Proxy Servers and Unintended Consequences in the UK

As our final example, we’ll look at how content filtering has been carried out in the UK. ISPs in the UK began to engage in deep packet inspection, blocking URLs with obscene content, but in 2008 the practice led to unintended consequences for Wikipedia users in the country.

In 2004, BT Group, the UK’s largest ISP, introduced its Cleanfeed content blocking system technology, which blocks illegal content blacklisted by the Internet Watch Foundation (IWF). The IWF is a charity that provides the child abuse image content URL list (CAIC list) to the police, government and ISPs to enable the blocking of obscene content online. Other ISPs began to adopt Cleanfeed or some version of it, and by mid 2008, 95% of consumer broadband connections passed through the blocking technology.

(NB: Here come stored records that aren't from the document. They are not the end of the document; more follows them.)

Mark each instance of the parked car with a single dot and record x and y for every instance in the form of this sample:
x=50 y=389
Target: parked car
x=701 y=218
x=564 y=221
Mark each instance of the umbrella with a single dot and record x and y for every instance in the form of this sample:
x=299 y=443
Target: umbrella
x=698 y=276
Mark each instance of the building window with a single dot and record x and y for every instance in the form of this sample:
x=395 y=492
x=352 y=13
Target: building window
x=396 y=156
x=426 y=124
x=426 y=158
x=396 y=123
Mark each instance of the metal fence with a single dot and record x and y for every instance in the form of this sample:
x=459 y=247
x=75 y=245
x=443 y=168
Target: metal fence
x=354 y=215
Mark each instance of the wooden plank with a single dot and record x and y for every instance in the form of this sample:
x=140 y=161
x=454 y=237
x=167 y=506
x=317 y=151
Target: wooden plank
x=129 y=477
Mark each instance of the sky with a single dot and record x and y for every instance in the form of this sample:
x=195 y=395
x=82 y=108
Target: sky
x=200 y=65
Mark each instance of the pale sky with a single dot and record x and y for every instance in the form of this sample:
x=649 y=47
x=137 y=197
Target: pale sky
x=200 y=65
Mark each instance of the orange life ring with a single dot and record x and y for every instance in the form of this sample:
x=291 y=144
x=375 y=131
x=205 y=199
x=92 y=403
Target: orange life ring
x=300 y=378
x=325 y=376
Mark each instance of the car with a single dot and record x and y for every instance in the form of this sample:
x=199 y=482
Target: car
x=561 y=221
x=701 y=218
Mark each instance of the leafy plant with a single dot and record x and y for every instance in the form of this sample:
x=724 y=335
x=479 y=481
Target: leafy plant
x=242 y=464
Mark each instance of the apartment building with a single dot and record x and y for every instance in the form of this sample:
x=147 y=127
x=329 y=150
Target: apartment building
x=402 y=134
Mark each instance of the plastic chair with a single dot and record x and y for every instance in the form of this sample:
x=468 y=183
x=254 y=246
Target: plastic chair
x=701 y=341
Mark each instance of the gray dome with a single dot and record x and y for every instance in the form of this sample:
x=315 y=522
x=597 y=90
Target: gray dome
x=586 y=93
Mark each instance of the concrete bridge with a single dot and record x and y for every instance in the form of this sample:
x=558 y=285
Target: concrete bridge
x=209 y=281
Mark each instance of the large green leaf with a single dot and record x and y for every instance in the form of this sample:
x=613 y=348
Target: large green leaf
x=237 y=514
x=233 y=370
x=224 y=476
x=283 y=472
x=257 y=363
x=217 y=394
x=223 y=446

The confidential CAIC list contains specific URLs of pages, rather than entire sites, to be blocked. IWF provides a less confidential list of the IP addresses of sites potentially containing blocked pages to ISPs. Under the Cleanfeed system, if edge routers encounter traffic with a destination IP matching one on this list, it redirects the suspicious traffic to transparent HTTP proxy servers hosting filters that check HTTP requests against URLs on the IWF blacklist. For positive matches, the error message, “Website not found,” is returned. For negative matches, the traffic is simply forwarded through the proxy filter.

On December 5, 2008, IWF blacklisted a Wikipedia article on the Scorpions album, Virgin Killer, because the album cover featured a potentially illegal image of a young girl posing nude; six ISPs in the UK began to block the content. Though the Cleanfeed system was designed to be able to block single pages, it could not anticipate certain site behavior—because all traffic to Wikipedia was routing through small numbers of proxies, from Wikipedia’s vantage point, all of the incoming users belonged to the same IP range. Because Wikipedia couldn’t distinguish between legitimate users and those abusing the site, it blocked the ability to edit pages for these users. After a deluge of complaints, the IWF removed the album’s article from its blacklist on December 9.

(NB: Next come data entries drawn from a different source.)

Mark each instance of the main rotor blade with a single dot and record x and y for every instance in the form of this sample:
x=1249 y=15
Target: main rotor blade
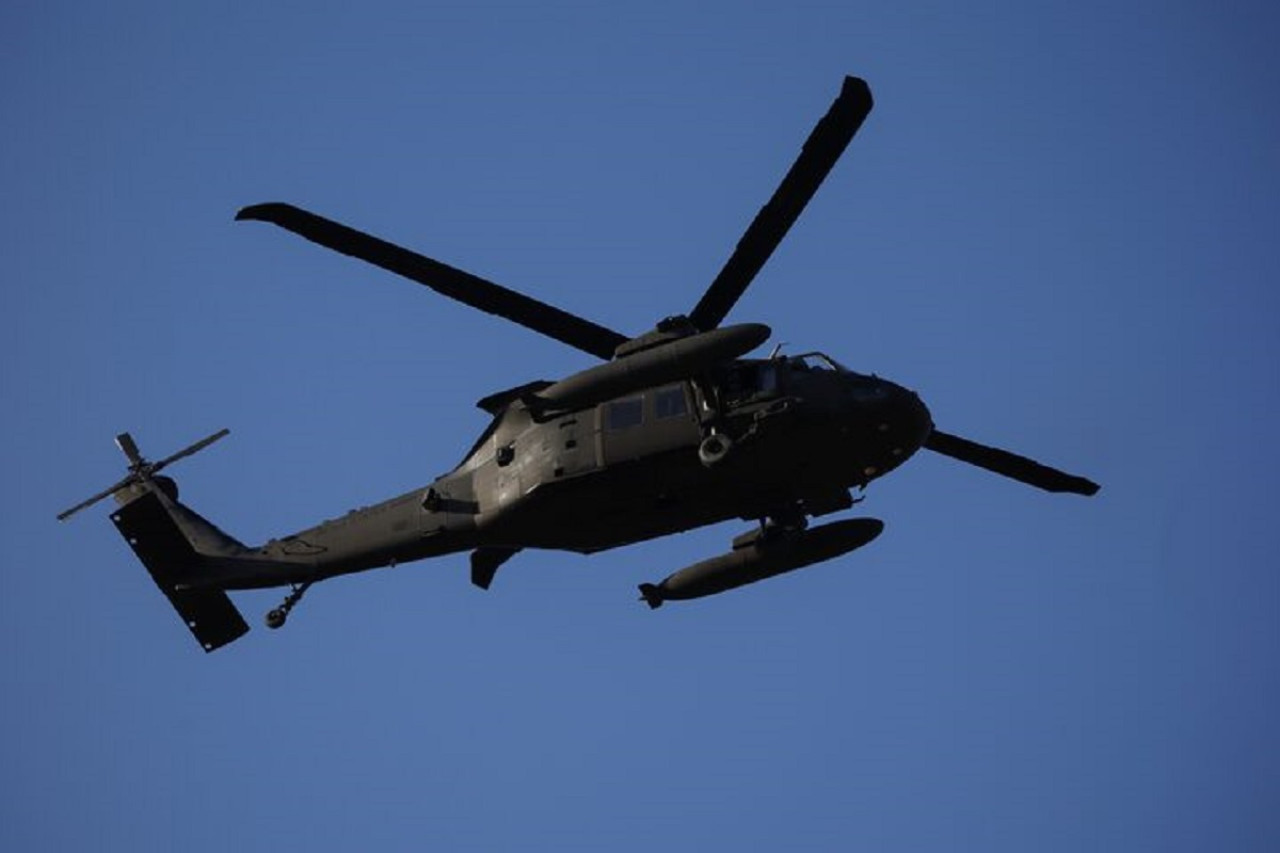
x=1019 y=468
x=819 y=154
x=442 y=278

Apart from any negative externalities, Cleanfeed has also received a lot of criticism for being a virtually invisible censorship mechanism. Because the list of blocked sites is confidential and because blocked sites return only 404 errors, users can’t tell if they’re being blocked by Cleanfeed, experiencing connection issues, or encountering a genuine 404 error. Cleanfeed’s reach can be easily extended to encompass blocking sites unrelated to child pornography, as it was used in 2011 to block NewzBin2, a copyright-infringing website. Many users are concerned that Cleanfeed could very easily morph into an opaque, increasingly restrictive censorship system reaching into every area of the Internet. Though the UK’s history is steeped in traditions of free speech and democracy, it’s interesting to see that censorship technologies deployed within the country are more advanced, harder to circumvent and potentially more far-reaching than even countries with repressive regimes, as we’ve explored in the above examples.

An Uncertain Future

During its short history, the Internet has evolved into an incredibly powerful tool for disseminating information and organizing movements around the world. On the other side, a number of national governments have accomplished what many thought was impossible—manipulating network infrastructures to pave the way for Internet censorship. The Internet’s increasingly large role in political, cultural and legal affairs has transformed it into a new, digital battleground, often for protesting citizens and their governments. In the coming years, it will be fascinating to watch as both sides push the Internet to new heights beyond what it was ever intended to do.